Date Posted: 
Tuesday, January 29, 2008

The Washington State Department of Financial Institutions (DFI) Director Scott Jarvis joins the North American Securities Administrators Association (NASAA) in reminding investors not to allow recent negative economic news and stock market volatility to lead them into high-risk speculative investments. Perpetrators of many fraudulent schemes use gloomy economic headlines to lure unsuspecting investors.

“Investment scam perpetrators stay current on economic news in order to seem more legitimate and believable to their victims,” Jarvis said. “These predators will use investor fears to promote illegitimate schemes with promises of high return with little to no risk that, in reality, often leave investors holding nothing but empty wallets and drained bank books.”

Phony investment scheme perpetrators promising high returns to make up for losses in retirement accounts often target investors nearing retirement.

“We’re concerned that in trying to build a more comfortable cushion for retirement, entire retirement savings built over a lifetime of working could be cleaned out,” Jarvis said. “Hasty decision making could potentially stamp out any chance of retirement for some consumers, or financially ruin a current retiree.”

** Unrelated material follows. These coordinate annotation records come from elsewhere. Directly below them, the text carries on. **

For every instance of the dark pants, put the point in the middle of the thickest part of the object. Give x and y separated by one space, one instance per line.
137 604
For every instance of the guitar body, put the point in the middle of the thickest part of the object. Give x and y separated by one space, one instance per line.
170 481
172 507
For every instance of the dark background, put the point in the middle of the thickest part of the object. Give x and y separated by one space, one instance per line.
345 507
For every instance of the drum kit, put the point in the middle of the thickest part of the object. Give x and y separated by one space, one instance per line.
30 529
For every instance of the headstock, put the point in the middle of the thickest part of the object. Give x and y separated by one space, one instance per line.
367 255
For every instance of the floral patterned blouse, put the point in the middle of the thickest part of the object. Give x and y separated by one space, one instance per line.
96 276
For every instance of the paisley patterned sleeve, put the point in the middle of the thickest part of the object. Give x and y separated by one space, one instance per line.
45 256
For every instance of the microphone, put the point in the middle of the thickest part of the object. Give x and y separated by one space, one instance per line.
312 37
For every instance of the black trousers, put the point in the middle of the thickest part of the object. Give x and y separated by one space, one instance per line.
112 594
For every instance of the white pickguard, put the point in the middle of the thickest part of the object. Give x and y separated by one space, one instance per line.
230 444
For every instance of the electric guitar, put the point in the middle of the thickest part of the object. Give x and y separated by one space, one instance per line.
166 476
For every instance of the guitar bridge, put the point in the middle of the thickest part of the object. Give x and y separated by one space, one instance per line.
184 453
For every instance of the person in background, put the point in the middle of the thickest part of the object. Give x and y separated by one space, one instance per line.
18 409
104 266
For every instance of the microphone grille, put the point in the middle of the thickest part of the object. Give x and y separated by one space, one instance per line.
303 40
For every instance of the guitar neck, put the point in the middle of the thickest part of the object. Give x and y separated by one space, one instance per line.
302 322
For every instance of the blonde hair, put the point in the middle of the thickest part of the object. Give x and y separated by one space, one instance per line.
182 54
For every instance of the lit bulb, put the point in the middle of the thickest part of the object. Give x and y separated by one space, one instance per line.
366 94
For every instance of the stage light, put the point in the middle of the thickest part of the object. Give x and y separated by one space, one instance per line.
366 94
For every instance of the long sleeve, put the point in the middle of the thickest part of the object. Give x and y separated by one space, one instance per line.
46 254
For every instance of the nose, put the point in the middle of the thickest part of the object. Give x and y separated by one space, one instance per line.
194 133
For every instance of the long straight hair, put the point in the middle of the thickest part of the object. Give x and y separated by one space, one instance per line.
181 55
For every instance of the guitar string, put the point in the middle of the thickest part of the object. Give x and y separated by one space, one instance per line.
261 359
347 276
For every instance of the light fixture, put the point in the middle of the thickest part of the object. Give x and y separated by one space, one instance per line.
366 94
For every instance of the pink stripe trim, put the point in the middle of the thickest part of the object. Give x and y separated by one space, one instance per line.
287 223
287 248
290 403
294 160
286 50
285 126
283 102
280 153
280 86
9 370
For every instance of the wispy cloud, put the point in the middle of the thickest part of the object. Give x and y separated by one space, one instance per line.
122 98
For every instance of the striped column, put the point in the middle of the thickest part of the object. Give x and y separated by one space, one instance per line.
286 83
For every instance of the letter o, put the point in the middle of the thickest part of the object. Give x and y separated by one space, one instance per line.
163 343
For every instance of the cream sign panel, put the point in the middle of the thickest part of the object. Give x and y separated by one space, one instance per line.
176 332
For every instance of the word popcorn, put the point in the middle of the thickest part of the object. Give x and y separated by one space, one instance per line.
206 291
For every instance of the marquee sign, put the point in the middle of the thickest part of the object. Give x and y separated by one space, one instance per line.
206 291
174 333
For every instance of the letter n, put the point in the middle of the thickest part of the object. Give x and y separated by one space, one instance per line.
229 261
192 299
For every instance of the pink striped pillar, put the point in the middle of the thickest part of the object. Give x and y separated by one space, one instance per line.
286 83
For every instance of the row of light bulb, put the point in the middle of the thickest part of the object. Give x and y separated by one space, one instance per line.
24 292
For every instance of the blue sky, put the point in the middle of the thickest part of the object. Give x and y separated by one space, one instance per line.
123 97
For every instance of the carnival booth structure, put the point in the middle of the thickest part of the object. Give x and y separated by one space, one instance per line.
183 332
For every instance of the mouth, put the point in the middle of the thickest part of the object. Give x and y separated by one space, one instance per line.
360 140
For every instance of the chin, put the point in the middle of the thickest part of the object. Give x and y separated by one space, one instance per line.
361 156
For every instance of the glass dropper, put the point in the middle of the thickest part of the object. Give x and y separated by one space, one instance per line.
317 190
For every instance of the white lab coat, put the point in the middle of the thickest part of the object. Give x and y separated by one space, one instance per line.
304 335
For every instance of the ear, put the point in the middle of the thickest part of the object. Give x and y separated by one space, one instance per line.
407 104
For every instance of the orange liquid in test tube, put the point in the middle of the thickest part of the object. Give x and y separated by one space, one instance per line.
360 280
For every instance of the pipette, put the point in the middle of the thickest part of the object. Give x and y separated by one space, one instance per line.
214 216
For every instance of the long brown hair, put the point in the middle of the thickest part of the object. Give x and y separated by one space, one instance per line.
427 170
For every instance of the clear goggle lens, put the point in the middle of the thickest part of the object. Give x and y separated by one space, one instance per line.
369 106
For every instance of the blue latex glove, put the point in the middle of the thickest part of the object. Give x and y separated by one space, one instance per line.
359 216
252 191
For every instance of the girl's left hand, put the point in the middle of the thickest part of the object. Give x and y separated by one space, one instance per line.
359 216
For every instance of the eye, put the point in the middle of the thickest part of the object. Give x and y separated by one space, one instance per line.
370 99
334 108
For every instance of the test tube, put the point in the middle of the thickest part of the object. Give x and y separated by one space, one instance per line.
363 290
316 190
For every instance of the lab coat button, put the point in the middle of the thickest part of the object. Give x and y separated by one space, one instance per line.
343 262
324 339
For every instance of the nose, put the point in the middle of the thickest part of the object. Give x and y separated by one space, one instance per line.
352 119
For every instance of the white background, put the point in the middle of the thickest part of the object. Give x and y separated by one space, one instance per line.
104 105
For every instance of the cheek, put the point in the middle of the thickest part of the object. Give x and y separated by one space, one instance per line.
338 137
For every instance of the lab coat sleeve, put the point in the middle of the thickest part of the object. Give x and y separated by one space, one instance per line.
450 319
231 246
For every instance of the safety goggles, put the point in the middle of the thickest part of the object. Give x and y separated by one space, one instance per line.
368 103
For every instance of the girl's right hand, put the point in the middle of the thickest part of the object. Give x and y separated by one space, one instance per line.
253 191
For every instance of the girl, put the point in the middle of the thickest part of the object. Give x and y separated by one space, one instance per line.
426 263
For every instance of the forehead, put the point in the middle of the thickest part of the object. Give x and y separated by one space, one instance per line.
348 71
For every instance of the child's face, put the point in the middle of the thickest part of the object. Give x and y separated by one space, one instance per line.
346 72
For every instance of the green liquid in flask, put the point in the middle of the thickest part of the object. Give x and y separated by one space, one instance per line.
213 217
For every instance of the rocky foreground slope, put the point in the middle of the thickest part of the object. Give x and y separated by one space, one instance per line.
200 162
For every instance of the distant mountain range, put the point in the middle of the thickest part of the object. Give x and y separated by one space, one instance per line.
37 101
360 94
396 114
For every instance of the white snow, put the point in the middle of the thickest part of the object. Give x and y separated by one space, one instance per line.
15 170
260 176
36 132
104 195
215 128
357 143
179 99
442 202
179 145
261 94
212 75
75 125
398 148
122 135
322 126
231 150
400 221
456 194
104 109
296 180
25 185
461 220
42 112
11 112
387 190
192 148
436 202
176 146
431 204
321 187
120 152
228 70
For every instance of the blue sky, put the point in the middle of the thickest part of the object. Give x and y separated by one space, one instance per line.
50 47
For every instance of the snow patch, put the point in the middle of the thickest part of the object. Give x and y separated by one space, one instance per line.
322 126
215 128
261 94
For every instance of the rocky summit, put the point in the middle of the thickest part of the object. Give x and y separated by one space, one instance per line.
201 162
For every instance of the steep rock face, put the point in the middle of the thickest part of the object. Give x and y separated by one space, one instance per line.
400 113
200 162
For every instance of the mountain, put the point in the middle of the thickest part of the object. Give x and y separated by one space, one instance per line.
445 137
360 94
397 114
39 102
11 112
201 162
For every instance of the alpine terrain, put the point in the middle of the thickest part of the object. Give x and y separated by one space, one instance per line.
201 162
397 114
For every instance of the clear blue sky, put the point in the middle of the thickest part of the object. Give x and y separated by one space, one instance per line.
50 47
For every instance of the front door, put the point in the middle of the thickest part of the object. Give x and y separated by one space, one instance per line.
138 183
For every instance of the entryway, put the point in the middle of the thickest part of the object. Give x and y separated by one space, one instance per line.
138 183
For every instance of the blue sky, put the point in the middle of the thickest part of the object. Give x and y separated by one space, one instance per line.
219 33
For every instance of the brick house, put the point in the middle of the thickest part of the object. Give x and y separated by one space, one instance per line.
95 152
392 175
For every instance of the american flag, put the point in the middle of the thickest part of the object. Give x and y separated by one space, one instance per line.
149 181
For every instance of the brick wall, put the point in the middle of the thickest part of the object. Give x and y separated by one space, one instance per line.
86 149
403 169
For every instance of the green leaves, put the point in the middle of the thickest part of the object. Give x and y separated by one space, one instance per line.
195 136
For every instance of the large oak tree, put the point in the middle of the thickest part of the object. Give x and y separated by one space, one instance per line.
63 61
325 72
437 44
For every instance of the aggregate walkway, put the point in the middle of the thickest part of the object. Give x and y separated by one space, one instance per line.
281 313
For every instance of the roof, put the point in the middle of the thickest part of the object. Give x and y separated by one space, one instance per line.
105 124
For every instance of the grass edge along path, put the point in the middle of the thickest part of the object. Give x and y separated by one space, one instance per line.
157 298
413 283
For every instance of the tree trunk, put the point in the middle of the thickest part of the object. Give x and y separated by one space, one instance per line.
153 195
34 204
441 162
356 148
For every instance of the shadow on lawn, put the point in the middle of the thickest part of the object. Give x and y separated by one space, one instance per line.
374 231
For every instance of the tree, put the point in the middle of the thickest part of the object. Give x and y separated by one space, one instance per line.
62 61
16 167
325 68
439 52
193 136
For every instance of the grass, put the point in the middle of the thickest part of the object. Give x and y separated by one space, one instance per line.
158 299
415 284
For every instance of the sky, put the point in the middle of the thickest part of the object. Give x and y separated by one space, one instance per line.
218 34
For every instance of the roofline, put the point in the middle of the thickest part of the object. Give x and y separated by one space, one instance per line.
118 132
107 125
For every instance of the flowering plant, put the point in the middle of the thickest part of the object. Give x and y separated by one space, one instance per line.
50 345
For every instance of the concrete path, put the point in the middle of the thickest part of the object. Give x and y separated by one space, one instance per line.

DFI and NASAA encourage investors to:

  • Guard against high-pressure sales pitches for unregistered securities and non-traditional investments including: foreign currency, oil and gas investments, exotic financial products, or offers to send their money offshore to so-called “safe havens.”
  • Hang up on aggressive cold callers and delete unsolicited e-mail messages promoting investment opportunities with little or no risk.
  • Request written information about any investment; carefully review it or ask your financial adviser to evaluate it BEFORE INVESTING.
  • Use common sense. Get-rich-quick promises are usually signs of investment fraud. If it sounds too good to be true, it probably is!
  • If you suspect you are the victim of a scam, report it to DFI's Securities Division. In addition to documenting your own case, your call could protect others from becoming victims.
  • Contact DFI’s Securities Division or other state securities regulators to verify that both the seller and the investment are licensed and registered. If they aren’t, don’t invest.
  • Be aware that legitimate financial professionals, if serving their client’s interests first, generally do not recommend changes to investment portfolios based on short term economic news and market volatility.

Investors, especially those nearing or in retirement, should be skeptical of any recommendation to liquidate a well structured, diversified investment portfolio to fund the purchase of an alternative investment product that may expose them to high commissions, high fees, excessive complexity, and undue risk.